A prisão preventiva do militar foi ordenada pelo ministro Alexandre de Moraes, do STF, sob a acusação de descumprimento de medidas judiciais e obstrução da justiça.

A detenção de Cid ocorreu após a divulgação de áudios em que ele alega ter sido pressionado pela Polícia Federal durante seus depoimentos e faz críticas ao ministro Alexandre de Moraes. Essas gravações foram reveladas pela revista “Veja” na quinta-feira (21).
Antes de sua prisão, Cid foi interrogado por cerca de 30 minutos no STF por um juiz auxiliar de Alexandre de Moraes, para discutir o conteúdo dos áudios revelados.

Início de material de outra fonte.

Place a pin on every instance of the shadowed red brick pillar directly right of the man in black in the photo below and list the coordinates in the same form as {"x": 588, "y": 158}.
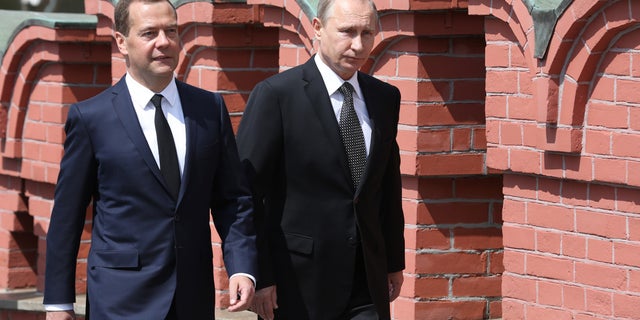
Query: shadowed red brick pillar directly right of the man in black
{"x": 452, "y": 204}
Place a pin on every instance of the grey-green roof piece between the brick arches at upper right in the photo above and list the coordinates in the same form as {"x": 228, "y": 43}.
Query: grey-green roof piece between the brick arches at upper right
{"x": 545, "y": 14}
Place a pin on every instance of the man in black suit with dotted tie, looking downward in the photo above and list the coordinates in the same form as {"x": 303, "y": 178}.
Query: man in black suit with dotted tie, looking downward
{"x": 327, "y": 191}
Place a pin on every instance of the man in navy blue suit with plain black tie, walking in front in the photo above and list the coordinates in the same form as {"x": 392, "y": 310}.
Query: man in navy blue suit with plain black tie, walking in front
{"x": 154, "y": 166}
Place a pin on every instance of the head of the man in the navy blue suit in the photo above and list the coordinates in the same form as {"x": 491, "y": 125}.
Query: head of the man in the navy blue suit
{"x": 152, "y": 45}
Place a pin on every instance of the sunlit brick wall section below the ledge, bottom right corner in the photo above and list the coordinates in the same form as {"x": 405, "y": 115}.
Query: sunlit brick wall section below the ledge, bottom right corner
{"x": 570, "y": 250}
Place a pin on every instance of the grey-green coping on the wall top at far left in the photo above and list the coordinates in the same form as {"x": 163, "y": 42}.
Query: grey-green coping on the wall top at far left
{"x": 13, "y": 22}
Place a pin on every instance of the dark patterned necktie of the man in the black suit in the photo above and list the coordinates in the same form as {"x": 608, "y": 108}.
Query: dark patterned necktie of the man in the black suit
{"x": 352, "y": 136}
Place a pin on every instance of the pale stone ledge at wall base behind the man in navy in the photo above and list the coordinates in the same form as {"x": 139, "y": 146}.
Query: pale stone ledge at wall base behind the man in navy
{"x": 31, "y": 300}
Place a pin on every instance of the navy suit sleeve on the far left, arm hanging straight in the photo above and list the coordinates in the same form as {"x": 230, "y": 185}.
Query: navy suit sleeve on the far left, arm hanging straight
{"x": 75, "y": 186}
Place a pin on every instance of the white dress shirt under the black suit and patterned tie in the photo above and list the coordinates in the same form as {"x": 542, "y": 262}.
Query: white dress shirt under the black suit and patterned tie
{"x": 333, "y": 82}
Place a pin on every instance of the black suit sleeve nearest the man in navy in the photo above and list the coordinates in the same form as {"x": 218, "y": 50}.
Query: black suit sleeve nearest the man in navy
{"x": 260, "y": 145}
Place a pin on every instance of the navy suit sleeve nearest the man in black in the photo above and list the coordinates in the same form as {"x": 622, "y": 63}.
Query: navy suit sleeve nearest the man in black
{"x": 231, "y": 203}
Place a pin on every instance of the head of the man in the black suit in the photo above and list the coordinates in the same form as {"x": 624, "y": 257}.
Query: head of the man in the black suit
{"x": 347, "y": 37}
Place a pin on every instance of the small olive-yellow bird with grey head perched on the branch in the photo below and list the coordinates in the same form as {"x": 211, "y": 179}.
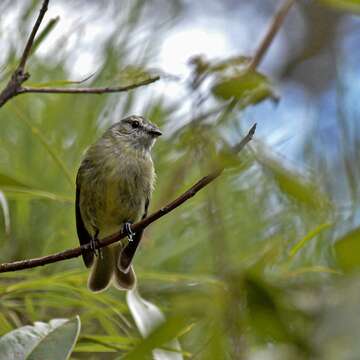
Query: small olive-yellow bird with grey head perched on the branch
{"x": 113, "y": 190}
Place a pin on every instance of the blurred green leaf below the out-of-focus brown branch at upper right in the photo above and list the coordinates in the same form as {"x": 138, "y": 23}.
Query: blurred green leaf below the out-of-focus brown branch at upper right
{"x": 249, "y": 86}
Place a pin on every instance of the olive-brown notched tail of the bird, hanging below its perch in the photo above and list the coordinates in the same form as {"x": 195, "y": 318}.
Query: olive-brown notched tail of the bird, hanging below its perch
{"x": 105, "y": 269}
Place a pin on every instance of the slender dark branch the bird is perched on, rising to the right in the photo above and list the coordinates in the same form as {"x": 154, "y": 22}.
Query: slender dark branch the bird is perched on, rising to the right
{"x": 72, "y": 253}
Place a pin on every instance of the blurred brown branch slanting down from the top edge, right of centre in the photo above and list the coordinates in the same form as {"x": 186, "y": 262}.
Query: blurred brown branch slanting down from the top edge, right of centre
{"x": 270, "y": 34}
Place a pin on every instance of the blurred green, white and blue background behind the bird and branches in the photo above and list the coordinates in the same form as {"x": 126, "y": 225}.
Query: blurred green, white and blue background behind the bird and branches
{"x": 262, "y": 264}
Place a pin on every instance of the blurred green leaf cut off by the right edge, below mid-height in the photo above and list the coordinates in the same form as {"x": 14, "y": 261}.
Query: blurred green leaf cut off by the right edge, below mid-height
{"x": 347, "y": 250}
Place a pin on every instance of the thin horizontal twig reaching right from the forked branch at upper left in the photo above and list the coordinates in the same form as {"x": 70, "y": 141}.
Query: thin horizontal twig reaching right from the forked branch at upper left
{"x": 99, "y": 90}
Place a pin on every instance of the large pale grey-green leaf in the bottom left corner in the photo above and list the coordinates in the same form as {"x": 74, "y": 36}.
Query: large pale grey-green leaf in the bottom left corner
{"x": 42, "y": 341}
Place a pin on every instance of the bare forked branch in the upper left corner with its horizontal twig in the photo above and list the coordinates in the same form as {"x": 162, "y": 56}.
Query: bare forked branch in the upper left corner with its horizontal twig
{"x": 19, "y": 76}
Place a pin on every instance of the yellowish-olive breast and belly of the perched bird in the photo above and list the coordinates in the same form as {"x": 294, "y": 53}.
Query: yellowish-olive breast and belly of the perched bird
{"x": 115, "y": 195}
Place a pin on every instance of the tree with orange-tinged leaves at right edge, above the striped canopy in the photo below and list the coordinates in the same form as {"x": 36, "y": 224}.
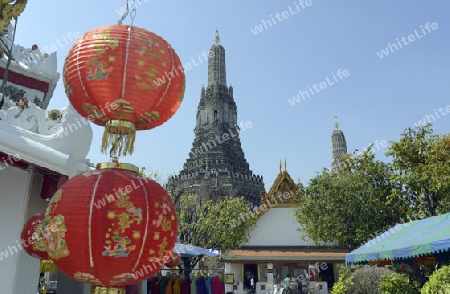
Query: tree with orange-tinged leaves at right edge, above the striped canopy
{"x": 421, "y": 172}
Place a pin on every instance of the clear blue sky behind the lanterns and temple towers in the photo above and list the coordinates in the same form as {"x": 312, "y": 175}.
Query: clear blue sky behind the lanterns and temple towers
{"x": 377, "y": 101}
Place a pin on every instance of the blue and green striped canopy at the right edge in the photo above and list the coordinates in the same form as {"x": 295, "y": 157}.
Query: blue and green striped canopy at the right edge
{"x": 413, "y": 239}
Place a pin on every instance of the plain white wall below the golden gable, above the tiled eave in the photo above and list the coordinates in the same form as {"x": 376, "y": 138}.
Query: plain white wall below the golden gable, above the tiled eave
{"x": 277, "y": 227}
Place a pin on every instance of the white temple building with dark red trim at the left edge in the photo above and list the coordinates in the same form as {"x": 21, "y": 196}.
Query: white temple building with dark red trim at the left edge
{"x": 39, "y": 150}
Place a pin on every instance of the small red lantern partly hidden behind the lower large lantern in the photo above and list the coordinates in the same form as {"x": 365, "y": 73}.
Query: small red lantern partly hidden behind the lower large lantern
{"x": 32, "y": 236}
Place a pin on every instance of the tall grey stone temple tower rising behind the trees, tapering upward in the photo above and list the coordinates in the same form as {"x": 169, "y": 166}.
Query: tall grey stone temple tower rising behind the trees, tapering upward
{"x": 216, "y": 166}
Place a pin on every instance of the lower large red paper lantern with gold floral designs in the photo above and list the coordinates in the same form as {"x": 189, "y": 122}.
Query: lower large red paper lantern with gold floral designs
{"x": 113, "y": 227}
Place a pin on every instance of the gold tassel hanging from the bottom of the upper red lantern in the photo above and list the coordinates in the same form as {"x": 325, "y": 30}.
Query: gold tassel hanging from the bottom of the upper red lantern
{"x": 120, "y": 135}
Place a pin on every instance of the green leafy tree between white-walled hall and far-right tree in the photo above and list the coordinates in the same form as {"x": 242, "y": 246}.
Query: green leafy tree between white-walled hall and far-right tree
{"x": 345, "y": 207}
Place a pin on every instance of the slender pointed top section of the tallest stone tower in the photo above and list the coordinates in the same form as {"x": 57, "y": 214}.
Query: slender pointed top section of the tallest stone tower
{"x": 216, "y": 64}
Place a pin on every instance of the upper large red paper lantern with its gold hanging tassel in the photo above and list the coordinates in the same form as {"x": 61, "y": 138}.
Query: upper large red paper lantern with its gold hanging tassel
{"x": 124, "y": 78}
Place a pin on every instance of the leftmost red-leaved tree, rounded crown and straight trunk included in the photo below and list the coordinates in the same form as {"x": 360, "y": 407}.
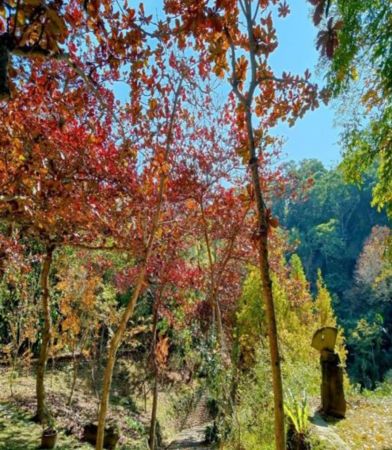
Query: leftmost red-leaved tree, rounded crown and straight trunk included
{"x": 57, "y": 172}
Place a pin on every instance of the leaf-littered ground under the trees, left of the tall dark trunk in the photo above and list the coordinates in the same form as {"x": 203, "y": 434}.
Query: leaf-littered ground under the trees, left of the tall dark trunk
{"x": 17, "y": 404}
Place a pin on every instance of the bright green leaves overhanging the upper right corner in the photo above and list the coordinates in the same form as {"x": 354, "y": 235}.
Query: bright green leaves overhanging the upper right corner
{"x": 361, "y": 70}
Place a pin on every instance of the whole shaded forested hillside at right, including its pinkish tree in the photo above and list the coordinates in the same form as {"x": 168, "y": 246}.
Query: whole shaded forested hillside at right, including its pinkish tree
{"x": 334, "y": 228}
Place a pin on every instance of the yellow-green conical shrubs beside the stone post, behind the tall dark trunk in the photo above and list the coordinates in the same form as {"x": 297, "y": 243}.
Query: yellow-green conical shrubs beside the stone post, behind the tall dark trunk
{"x": 298, "y": 316}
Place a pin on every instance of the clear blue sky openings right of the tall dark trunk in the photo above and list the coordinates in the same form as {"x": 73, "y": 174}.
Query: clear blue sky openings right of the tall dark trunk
{"x": 314, "y": 136}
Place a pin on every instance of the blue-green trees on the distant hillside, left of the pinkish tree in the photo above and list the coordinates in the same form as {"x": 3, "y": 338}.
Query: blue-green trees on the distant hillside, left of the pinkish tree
{"x": 328, "y": 220}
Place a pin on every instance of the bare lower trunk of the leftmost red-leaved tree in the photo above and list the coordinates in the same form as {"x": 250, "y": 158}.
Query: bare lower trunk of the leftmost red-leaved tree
{"x": 46, "y": 331}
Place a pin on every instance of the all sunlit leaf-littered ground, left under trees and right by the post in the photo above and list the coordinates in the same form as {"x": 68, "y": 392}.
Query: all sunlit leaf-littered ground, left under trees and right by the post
{"x": 368, "y": 425}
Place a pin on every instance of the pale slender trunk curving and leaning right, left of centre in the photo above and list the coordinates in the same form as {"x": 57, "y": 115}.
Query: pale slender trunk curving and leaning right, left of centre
{"x": 119, "y": 333}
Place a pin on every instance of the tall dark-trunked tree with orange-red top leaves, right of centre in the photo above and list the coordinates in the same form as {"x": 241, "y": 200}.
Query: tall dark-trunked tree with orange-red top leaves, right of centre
{"x": 235, "y": 38}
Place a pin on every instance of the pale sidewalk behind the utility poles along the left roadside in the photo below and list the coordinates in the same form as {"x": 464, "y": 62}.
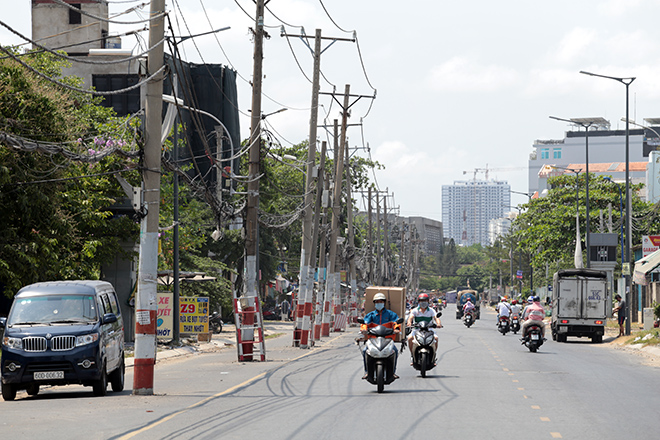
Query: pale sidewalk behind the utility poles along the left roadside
{"x": 222, "y": 341}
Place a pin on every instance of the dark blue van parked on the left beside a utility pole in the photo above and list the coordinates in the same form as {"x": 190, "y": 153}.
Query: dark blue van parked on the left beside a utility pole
{"x": 60, "y": 333}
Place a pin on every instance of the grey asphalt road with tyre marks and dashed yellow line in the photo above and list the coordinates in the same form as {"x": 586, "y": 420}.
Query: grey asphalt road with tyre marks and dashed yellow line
{"x": 486, "y": 386}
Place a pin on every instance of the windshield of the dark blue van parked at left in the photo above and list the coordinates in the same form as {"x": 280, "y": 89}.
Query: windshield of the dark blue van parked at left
{"x": 52, "y": 309}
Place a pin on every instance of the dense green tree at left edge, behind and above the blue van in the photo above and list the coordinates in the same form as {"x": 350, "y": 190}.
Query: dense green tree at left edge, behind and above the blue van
{"x": 58, "y": 223}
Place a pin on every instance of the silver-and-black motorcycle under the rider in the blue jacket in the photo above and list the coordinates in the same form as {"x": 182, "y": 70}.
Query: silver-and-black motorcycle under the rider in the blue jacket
{"x": 380, "y": 355}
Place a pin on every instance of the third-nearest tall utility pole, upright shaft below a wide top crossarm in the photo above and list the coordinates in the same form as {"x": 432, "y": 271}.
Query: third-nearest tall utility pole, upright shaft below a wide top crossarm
{"x": 303, "y": 320}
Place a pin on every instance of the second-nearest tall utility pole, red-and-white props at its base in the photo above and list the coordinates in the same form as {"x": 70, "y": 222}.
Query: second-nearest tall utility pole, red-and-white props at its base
{"x": 252, "y": 220}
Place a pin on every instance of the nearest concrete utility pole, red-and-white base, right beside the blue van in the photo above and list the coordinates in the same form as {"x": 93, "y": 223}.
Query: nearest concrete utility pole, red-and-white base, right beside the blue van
{"x": 146, "y": 298}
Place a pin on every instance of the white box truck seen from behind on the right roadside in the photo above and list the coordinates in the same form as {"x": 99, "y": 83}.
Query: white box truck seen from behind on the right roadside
{"x": 581, "y": 304}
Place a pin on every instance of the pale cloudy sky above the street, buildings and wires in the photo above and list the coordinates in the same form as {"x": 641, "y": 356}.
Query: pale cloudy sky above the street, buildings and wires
{"x": 459, "y": 86}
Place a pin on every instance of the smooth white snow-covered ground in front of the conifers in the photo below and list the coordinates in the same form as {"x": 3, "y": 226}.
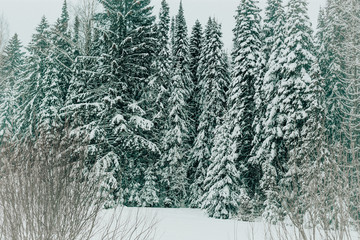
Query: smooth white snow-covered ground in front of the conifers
{"x": 193, "y": 224}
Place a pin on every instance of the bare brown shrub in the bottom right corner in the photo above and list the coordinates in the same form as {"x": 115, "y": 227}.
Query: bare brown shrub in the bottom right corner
{"x": 327, "y": 204}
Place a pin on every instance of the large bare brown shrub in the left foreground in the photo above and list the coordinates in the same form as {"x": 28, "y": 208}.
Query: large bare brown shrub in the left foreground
{"x": 44, "y": 195}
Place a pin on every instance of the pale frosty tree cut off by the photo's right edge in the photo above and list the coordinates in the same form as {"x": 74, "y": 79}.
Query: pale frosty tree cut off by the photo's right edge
{"x": 348, "y": 16}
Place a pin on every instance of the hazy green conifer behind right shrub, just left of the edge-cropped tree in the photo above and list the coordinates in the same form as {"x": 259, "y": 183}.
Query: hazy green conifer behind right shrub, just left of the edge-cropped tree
{"x": 332, "y": 36}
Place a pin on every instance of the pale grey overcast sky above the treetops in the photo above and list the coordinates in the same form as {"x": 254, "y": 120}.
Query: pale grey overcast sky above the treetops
{"x": 24, "y": 15}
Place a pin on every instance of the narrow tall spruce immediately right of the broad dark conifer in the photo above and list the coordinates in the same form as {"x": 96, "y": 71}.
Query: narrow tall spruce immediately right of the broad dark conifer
{"x": 157, "y": 95}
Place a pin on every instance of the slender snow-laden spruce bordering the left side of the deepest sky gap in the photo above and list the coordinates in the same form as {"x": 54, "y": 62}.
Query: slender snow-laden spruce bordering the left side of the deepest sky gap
{"x": 214, "y": 79}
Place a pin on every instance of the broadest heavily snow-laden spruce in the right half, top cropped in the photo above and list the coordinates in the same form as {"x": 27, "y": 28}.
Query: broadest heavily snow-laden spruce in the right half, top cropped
{"x": 294, "y": 110}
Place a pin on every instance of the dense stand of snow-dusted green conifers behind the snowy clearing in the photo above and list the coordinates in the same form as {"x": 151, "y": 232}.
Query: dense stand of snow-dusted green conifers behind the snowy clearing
{"x": 160, "y": 115}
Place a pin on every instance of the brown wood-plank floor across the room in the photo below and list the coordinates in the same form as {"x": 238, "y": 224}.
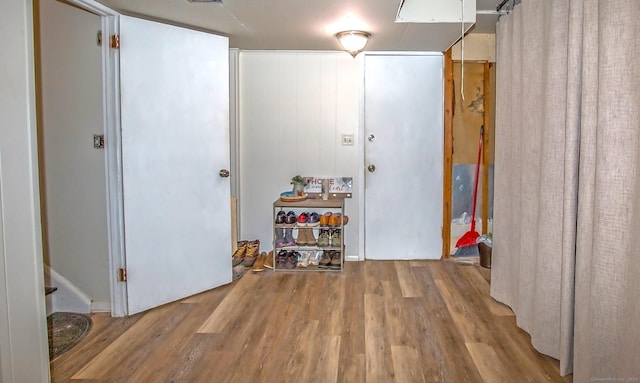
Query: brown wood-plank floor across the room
{"x": 377, "y": 321}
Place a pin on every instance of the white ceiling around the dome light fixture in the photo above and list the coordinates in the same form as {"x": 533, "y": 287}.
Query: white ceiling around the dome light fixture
{"x": 306, "y": 24}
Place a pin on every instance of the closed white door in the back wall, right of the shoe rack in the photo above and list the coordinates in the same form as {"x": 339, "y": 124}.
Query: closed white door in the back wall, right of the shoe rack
{"x": 403, "y": 133}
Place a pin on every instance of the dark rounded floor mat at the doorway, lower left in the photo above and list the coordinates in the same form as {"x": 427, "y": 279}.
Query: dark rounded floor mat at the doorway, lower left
{"x": 65, "y": 331}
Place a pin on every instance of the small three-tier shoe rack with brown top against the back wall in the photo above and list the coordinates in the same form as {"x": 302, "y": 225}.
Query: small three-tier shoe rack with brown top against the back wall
{"x": 321, "y": 207}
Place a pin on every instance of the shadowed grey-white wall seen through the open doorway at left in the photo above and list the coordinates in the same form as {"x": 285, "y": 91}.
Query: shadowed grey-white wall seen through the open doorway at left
{"x": 74, "y": 172}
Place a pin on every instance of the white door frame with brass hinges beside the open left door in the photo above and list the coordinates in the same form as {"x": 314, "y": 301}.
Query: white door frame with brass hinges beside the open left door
{"x": 113, "y": 148}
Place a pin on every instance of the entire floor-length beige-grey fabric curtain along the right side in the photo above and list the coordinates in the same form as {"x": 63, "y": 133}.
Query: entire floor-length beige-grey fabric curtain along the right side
{"x": 567, "y": 181}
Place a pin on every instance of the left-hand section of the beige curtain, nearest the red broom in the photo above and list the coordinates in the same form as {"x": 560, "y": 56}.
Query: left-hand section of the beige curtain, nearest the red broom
{"x": 535, "y": 182}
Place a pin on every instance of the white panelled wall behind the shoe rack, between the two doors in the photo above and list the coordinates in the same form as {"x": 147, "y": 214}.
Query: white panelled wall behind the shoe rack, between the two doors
{"x": 294, "y": 107}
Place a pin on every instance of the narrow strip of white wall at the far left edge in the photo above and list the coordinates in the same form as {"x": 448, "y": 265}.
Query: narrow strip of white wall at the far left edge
{"x": 23, "y": 336}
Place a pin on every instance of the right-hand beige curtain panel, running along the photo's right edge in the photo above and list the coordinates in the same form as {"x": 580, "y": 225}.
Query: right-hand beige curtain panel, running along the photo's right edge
{"x": 607, "y": 309}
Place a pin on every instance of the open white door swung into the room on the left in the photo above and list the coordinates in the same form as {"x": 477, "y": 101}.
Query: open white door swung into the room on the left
{"x": 175, "y": 140}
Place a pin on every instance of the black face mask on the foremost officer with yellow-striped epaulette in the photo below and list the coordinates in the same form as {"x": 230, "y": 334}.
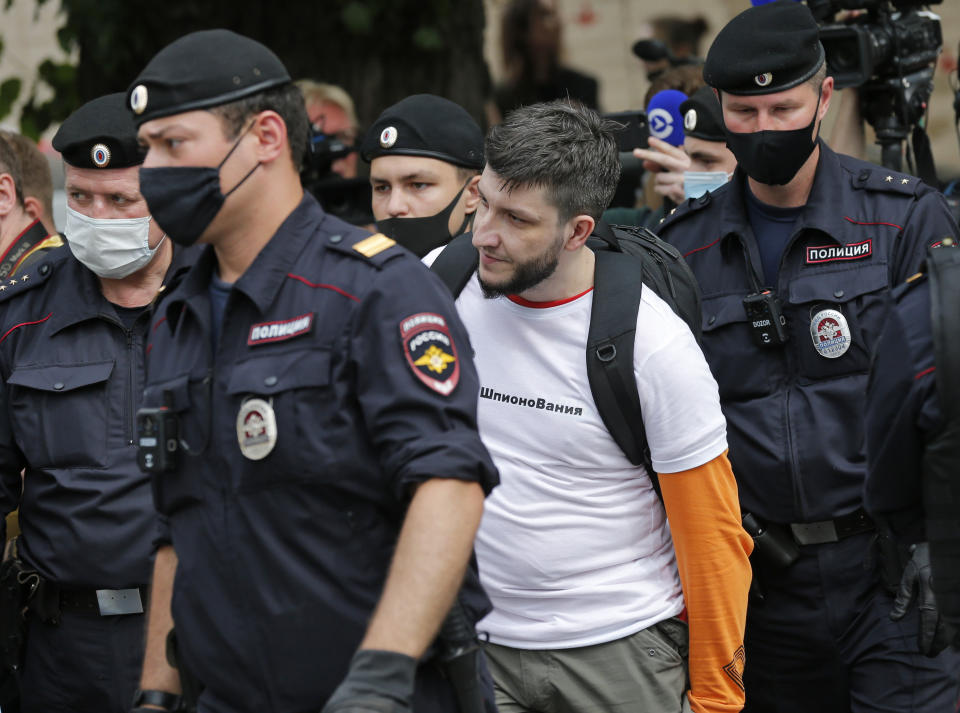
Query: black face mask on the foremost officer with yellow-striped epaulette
{"x": 184, "y": 200}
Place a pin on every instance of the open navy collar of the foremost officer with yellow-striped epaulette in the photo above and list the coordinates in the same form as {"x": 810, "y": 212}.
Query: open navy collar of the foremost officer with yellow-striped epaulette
{"x": 262, "y": 280}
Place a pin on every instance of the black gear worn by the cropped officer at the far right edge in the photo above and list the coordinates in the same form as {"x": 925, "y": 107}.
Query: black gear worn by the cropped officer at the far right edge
{"x": 941, "y": 459}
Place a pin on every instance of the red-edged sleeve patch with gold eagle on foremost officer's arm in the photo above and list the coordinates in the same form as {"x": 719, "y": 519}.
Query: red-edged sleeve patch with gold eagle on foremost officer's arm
{"x": 430, "y": 351}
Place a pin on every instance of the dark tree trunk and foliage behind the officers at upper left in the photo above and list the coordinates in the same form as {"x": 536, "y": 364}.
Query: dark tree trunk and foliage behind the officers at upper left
{"x": 379, "y": 50}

Segundo informações do STF, após o depoimento ao auxiliar de Moraes, Cid foi encaminhado ao Instituto Médico Legal pela Polícia Federal. Além disso, a PF realizou busca e apreensão na residência do militar.
Nos áudios divulgados pela “Veja”, Cid acusa Moraes e agentes da PF de conduzirem investigações com “narrativa pronta”, apontando irregularidades em seu acordo de colaboração. Seu advogado, Cezar Bittencourt, descreve os áudios como um “desabafo” em meio a um período de angústia pessoal, familiar e profissional.
Cid já havia sido detido em maio de 2023, durante uma operação que investigava a falsificação de cartões de vacinação de Bolsonaro, parentes e assessores. Em setembro, após fechar um acordo de colaboração premiada com a PF, foi libertado.
No processo de delação, forneceu informações que ajudaram nas investigações contra o ex-presidente, incluindo uma suposta tentativa de golpe de Estado após as eleições de 2022. Na semana passada, foi indiciado junto a Bolsonaro e outras 15 pessoas por crimes relacionados à falsificação de cartões de vacina.